Introduction:  Bovine Spongiform Encephalopathy (BSE), commonly known as Mad Cow Disease, has become one of the most important issues facing the U.S. cattle industry.  After BSE was found in a Canadian herd, Canada's beef industry lost 5,000 jobs and $11 million per day.  From May-August, 2003, there was a total ban on Canada's exported cattle market.  Subsequently, a single case of BSE was found in the United States.  It was found that the cow had been imported from Canada and did not represent a true "native" infection.  Nevertheless, U.S. trading partners are now demanding proof that we have no other cases of BSE and U.S. beef exports remain at risk.
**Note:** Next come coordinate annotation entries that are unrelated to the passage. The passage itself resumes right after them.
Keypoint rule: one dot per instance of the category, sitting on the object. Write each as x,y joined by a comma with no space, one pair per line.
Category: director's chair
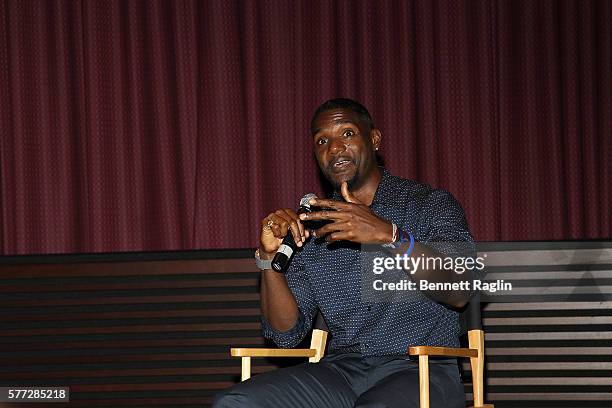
475,352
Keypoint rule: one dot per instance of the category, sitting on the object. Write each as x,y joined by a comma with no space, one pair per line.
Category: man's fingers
324,215
332,227
291,222
332,204
346,194
338,236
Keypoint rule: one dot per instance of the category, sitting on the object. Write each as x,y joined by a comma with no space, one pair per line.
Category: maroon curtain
150,125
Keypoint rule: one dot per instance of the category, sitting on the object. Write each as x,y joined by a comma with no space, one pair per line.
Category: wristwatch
262,264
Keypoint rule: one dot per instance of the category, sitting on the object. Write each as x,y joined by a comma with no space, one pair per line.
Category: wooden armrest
272,352
442,351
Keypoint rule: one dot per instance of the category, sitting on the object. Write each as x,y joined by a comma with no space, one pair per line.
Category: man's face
344,147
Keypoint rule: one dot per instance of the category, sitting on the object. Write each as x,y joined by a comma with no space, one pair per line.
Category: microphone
288,247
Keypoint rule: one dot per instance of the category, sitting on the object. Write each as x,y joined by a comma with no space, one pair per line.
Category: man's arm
281,311
354,221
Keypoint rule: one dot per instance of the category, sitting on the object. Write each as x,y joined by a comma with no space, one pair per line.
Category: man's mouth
341,164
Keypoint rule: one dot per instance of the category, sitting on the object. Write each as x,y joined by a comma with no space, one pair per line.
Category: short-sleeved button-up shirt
328,277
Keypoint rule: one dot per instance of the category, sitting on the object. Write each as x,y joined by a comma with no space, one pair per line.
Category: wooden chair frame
475,353
314,353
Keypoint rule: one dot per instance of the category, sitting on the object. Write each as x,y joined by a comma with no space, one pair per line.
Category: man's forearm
278,304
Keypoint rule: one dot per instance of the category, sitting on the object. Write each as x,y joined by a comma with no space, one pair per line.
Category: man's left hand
352,220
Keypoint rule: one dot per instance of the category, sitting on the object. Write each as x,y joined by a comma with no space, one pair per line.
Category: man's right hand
274,228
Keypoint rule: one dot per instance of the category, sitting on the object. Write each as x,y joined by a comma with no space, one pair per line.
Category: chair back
470,317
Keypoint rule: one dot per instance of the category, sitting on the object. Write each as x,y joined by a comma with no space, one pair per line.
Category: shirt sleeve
299,285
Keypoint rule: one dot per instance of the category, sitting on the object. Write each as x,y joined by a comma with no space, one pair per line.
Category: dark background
178,125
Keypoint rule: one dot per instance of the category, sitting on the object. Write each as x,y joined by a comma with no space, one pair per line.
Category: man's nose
336,146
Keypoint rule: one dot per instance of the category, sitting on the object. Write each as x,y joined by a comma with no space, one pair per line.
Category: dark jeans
347,380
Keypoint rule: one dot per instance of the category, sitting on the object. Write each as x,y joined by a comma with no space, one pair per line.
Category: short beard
351,183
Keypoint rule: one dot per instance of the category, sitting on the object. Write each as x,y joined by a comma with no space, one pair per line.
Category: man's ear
376,138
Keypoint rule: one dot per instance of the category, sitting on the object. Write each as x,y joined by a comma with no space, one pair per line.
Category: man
367,364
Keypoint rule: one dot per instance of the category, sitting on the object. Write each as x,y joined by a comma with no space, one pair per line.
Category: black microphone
288,247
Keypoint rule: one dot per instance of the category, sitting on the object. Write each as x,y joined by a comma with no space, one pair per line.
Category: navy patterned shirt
329,277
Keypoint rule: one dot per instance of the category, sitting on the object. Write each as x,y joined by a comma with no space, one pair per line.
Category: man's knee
231,398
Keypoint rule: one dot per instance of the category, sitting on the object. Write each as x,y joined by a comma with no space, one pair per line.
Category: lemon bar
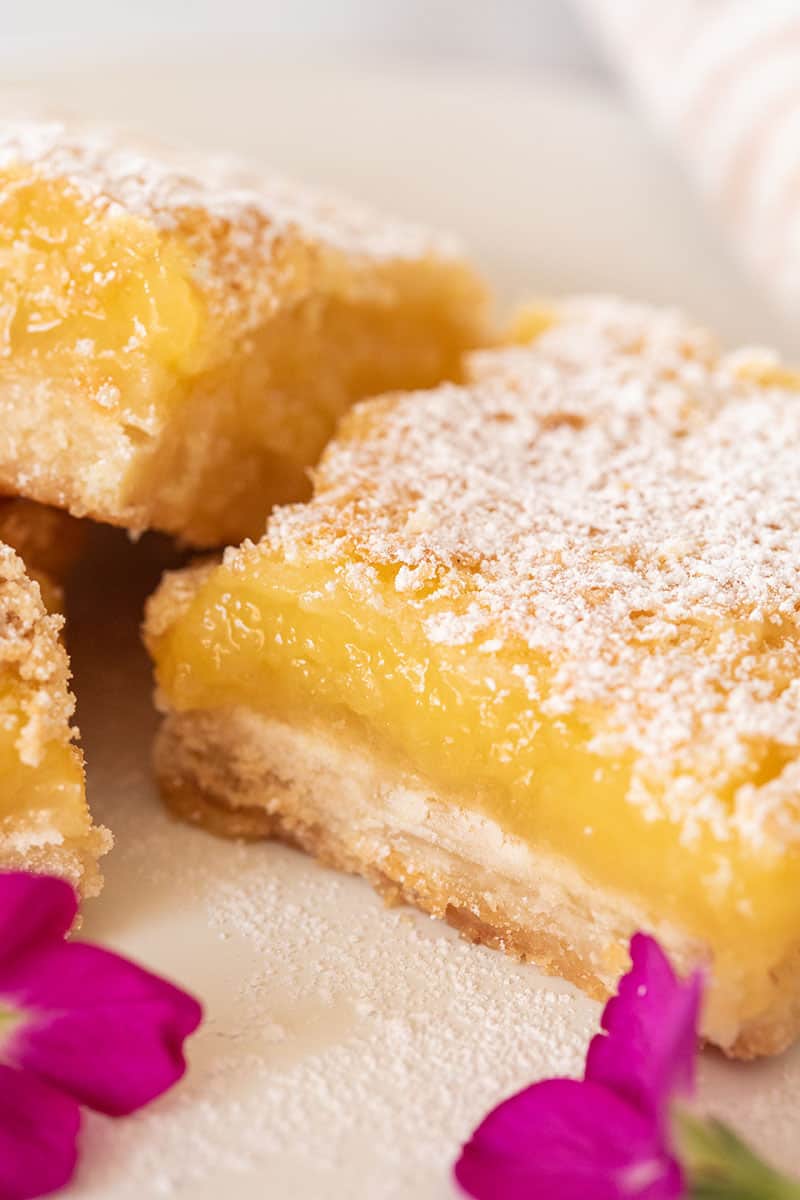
48,541
530,660
44,822
179,336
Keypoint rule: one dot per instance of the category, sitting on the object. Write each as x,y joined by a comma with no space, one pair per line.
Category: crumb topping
34,670
619,502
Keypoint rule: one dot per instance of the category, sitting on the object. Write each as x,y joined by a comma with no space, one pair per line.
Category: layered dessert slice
530,660
179,336
44,822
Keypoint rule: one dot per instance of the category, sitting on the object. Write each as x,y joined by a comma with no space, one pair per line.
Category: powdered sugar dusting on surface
160,184
620,503
348,1048
347,1020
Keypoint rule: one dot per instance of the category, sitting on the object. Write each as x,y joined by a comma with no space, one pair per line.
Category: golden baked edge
242,774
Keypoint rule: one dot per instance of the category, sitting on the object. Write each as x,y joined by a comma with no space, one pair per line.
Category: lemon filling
40,795
284,640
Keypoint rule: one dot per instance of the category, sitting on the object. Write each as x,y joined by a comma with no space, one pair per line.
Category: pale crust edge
245,775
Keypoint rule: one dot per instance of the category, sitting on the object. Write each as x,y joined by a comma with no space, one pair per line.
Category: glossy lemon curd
288,639
92,294
50,790
223,418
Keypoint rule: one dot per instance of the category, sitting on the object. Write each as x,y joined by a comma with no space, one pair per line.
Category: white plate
348,1049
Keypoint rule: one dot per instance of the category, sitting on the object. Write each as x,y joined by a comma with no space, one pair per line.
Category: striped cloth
722,77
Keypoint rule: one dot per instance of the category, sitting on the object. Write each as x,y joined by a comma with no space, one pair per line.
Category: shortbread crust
563,598
180,334
240,774
44,822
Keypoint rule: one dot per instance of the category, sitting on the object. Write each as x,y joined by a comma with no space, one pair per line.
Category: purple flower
606,1137
78,1026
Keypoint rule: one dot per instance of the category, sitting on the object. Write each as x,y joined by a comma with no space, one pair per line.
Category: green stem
720,1165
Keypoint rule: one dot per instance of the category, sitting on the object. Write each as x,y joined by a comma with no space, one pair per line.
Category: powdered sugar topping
618,508
161,185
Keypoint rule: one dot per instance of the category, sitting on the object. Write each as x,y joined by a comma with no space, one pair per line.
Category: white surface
528,33
349,1049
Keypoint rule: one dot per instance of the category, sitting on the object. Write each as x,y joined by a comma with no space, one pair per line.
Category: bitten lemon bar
530,659
48,541
179,336
44,822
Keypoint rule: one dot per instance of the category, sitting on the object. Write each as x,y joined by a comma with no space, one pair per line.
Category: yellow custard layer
41,796
94,294
190,355
289,639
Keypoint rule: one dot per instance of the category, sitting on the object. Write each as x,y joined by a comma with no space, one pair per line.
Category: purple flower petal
572,1140
649,1048
38,1128
35,911
101,1029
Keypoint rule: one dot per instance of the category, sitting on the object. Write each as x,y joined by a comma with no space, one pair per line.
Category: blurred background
522,34
629,145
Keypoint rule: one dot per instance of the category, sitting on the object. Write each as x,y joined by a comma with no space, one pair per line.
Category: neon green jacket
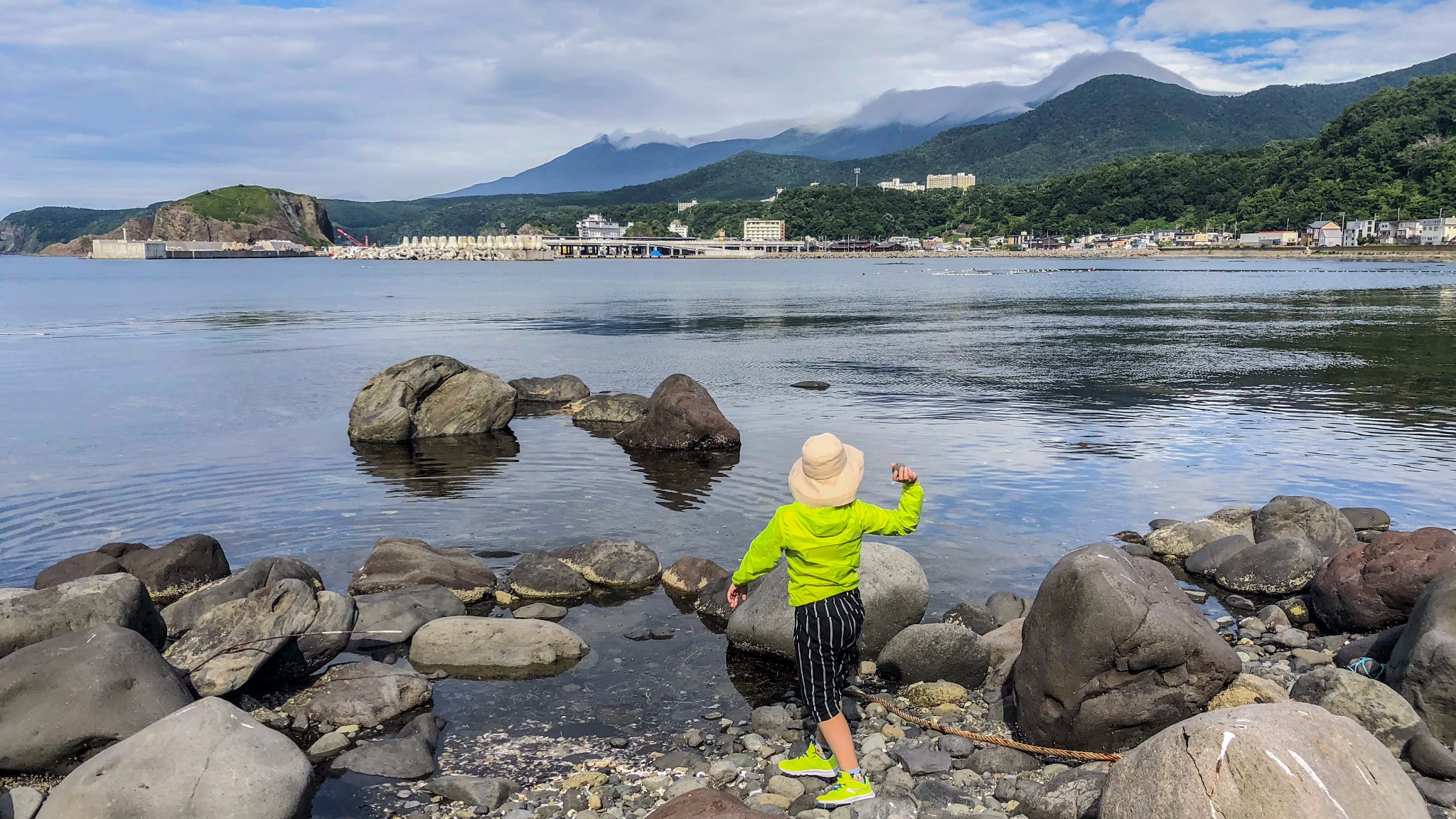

  BSE is a progressively fatal disease affecting the central nervous system of adult cattle (20 months+).  The exact origin of BSE remains unknown, but it is believed that the cattle were originally infected by eating feed containing sheep meat-and-bone meal that was contaminated with scrapie, a spongiform encephalopathy affecting sheep and goats.  Once BSE became established in cattle, it spread from cow to cow by the feeding of infected cattle origin meat-and-bone meal to other cows and calves.  The first case of BSE was reported in 1986 in the United Kingdom.  Since then, there have been BSE cases reported in 20 different European countries, Japan, Israel, Canada and the United States.  BSE has become an important disease to humans because infection can spread from cattle to humans via ingestion.  This can cause variant Creutzfeldt-Jakob disease (vCJD), which is the human form of BSE.  Although BSE can spread from cattle to humans, the chance of acquiring the disease is low.  The species barrier provides substantial, yet still incomplete, protection against the infection in humans.  However, BSE is potentially fatal to humans and is therefore a major issue in human public health and the cattle industry.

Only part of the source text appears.